Kendra Davis, of the commissioners’ office, told commissioners that staff have mapped 311 projects and 289 programs to a newly refined strategic plan organized around four focus areas and that the county’s internal dashboard has been rebuilt to reflect those priorities. “We had about 311 projects, 289 programs, and they all align within the new focus areas and objectives,” Davis said.
The update matters because the mapping and dashboard will be used to track which offices lead projects, to collect outcome measures and key performance indicators and to inform decision-making. Davis said the alignment of outcome measures and KPIs remains a work in progress as departments and offices complete their data reporting.
Davis said the county reduced its number of focus areas from six to four and is treating good governance as a foundational element that underpins the other focus areas. She described an internal tool staff use to visualize projects by lead and focus area and said the commission’s public-facing dashboard has been updated online. Davis said staff are also coordinating metrics with the Align Arapaho effort and plan a Q2 update for the commission.
Commissioners raised design and framing concerns. Commissioner Jessica Campbell asked whether the dashboard should break out or further categorize the work labeled “good governance” so the public and commissioners can see where activities are landing within that broad theme. “Is it worth maybe for good governance having, like, a breakout and sort of iteration of those objectives or of, like, kind of categories within good governance so that we kind of get a picture of where our activities are landing?” Campbell asked.
Commissioner Rhonda Fields reiterated that good governance was intended as a theme across objectives rather than a single program. “My understanding is that good governance is in all of the objectives,” Fields said. Davis acknowledged the tension: some departments’ work is both programmatic and part of good-governance practices (for example, IT accessibility work). She said staff will continue refining definitions for “program” and “project” and the dashboard’s display so the underlying diversity of work is clearer.
Staff also noted specific project changes: several public works projects experienced schedule delays, and a few IT projects were canceled or reclassified because of funding decisions or because they were no longer being pursued as projects.
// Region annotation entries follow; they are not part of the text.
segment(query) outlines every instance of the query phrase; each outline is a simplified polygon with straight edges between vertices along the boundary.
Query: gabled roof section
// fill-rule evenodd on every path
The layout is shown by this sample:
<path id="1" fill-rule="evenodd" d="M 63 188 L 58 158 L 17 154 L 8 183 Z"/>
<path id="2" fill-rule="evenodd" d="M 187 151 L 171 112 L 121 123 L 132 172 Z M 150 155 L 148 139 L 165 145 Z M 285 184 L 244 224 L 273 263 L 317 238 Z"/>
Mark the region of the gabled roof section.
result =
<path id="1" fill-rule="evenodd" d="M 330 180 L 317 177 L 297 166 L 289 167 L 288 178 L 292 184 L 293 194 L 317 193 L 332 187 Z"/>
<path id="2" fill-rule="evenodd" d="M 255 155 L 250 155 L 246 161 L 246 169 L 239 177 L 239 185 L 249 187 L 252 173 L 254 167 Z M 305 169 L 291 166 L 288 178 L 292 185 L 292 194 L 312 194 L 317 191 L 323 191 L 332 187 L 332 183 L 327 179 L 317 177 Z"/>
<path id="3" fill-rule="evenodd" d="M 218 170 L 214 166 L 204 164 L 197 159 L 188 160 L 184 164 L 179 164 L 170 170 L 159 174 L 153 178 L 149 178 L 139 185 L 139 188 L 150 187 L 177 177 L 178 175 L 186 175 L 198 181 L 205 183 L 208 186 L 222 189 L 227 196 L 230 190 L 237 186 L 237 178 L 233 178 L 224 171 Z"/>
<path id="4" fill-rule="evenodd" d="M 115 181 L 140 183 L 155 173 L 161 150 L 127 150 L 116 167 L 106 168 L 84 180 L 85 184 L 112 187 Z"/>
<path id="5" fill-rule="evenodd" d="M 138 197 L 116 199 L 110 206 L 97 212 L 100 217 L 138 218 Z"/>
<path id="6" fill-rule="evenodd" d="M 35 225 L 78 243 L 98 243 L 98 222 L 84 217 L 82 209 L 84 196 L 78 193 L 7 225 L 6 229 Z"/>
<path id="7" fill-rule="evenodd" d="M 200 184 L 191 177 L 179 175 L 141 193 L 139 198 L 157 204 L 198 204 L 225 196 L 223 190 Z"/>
Commissioner Fields asked for a copy of a public health plan referenced in the update; Davis said the plan is available online and staff would send a link and a document copy.
Davis identified next steps: continue aligning KPIs with focus areas, improve the dashboard’s public presentation, and launch a decision-making framework this September to integrate with the county’s BSR process. She said staff hope to present a further update when the commission reconvenes after its break.
The meeting covered only this strategic-plan update; there were no formal votes reported on the item.